Defining different waters
Flood (Usually May 1st – June 20th) Grayling are most likely pre spawned and spawning in the end of this period. If finding fish that are finished with spawning it is the easiest to catch them with a nymph.
High water (usually June 20th – July 1st) The fish is usually finished with spawning at this point and are starting to get back in shape. You can start to expect the graylings to maybe a little bit thinner than normal in some places in the river. This depends on how late they have spawned and the amount of food they have found during the time after spawning. The fishing isn't at its best yet but you can expect them to be rising some. Side channels can have the best fishing because they are so spread out in the main stream.
Above normal (Usually July 1st – July 20th) This is when we actually open and guests can experience good fishing right away if the weather hasn't been awful. Catch them on a dry fly is definitely possible. Side streams like I described earlier still holds fish and are easy to catch. If you want to reach the deepest water you definitely need to be stable on your feet because this will require difficult wading but the thing is that it is not needed.
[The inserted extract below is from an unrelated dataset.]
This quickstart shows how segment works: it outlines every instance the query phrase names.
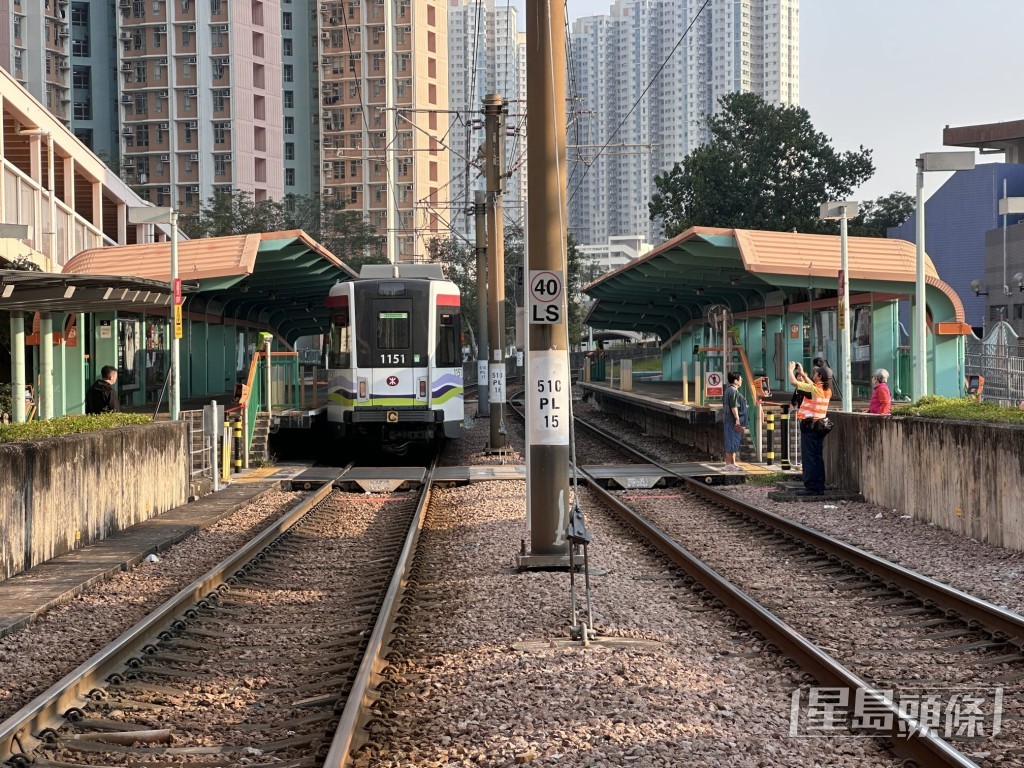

On the pictures above you can see how we spend most of the time fishing in this water level, near the shore. The fishing doesn’t require as deep wading as people think and you can catch fish all around you. I would say this is the best time.
THIS IS THE BEST TIME
One of the benefits of this water level is that I can use the entire river system as a guide to take you to the best places. The fishing requires more of an eye for reading the water than fishing in low water does but I have caught most of my +55 cm Grayling at this water level. The time when the water still is a little bit high has proved to give many of the most memorable and best days for me and my guests.
Normal water (Usually July 20th – August 15th) Most of the insect hatch happens now. There are caddis, ephemeras and dipteras all over. The fish can get selective on small midges especially during the morning and evening. It is easy to read the water on where to find the fish. Driving to some places in the stream is starting to be difficult now but fishing is really good. Small side streams and shallow water near the shore holds less fish now. Especially the bigger fish tend to be in the main current.
Low water (Usually August 15th – August 31st) All the fish is concentrated to the deepest water in the stream, there is packed with fish so you can fight them until you get tired. This is by far the least challenging time to fish. It is easy to find the graylings and it is easy wading all the way out to the deep channel. Some places are no longer possible to reach by boat. Like going more than 12 kilometers upstream of Tjuonajokk can be tough.
Remember this can only be used as a guideline where I try to give a general idea of how the fishing can be during a normal summer. There are not any guarantees as long as there is fishing we are talking about but still, I hope you people found this helpful and that guests that are used to come at the same time every year might be a little bit more curious to try other times of the year.
In Ammarnäs there are some other things that effect the experience you have when you come there so you cannot trust this guide completely when you plan a trip there. In the future, I might make a guide for Ammarnäs Grayling to if you let me know this is something you ask for.
Remember, if you come to Tjuonajokk and you see that the water is a bit high. Don’t worry because this can prove to give you some exceptional experiences.